Dalla Introduzione di Mirella Vedovetto (in Breda, marzo 1950 cit., pp. 13-14) riprendiamo una breve cronologia dei fatti che precedettero la sparatoria:
“Dal 9 marzo 1950 [il prefetto di Venezia] inviò di continuo telegrammi a Roma, preoccupato per l’ordine pubblico: considerava «allarmante» la situazione nella zona di Porto Marghera e Mestre.
Il 10 marzo gli operai della Breda, alla notizia che le pratiche per il finanziamento del cantiere avrebbero subito ulteriori ritardi, indicevano per il giorno dopo una nuova manifestazione a Venezia con mogli e figli. Il prefetto allora chiese di mettere in atto «misure preventive», in altre parole far intervenire la polizia.
L’11 le maestranze della Breda assieme a un centinaio di donne e bambini si riunirono in campo Santo Stefano dove presero la parola membri della Commissione interna e dirigenti sindacali.
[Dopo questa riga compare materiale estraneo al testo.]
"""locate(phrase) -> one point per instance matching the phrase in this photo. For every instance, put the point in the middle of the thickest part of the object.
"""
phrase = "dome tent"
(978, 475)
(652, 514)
Il 12 il Consiglio comunale di Venezia si riunì d’urgenza in seduta straordinaria. Gianquinto aggiornò sulla situazione del cantiere e sui nuovi ostacoli che si frapponevano all’attuazione dei provvedimenti concordati nonostante le trattative si dilungassero ormai da cinque mesi. Il Consiglio comunale, rilevando «uno stato di esasperazione nei dipendenti della Breda, di tensione in tutta la zona industriale di Marghera e di preoccupazione in città», chiese al governo un «congruo acconto» su salari e stipendi, il finanziamento dei lavori tra cui quelli della nave Nino Bixio, l’esecuzione del contratto previsto per la costruzione dei pontoni sovietici e i finanziamenti previsti dalla legge Saragat o l’equivalente in tonnellate di naviglio dalla Finmare. In caso contrario sarebbe stata impedita la partenza della nave Conte di Savoia.
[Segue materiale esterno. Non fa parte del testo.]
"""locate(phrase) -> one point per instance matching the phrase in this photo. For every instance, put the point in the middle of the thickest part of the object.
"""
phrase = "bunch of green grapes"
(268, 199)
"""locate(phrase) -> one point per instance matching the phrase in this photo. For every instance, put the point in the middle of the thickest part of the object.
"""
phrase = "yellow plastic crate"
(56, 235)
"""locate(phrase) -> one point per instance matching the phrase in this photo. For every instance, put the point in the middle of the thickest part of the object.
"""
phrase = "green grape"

Il 13 gli operai della Breda distribuirono agli automobilisti di passaggio di fronte al cantiere volantini che spiegavano la situazione in cui si trovavano da mesi; la polizia mantenne «attiva vigilanza» per tutta la giornata e non intervenne.
Martedì 14 marzo continuò la distribuzione dei volantini. Vi furono scontri con le forze dell’ordine e la polizia sparò. Cinque operai rimasero feriti: Nerone Piccolo e Virgilio Scala furono i più gravi. Il giorno successivo venne indetto uno sciopero generale di 24 ore”.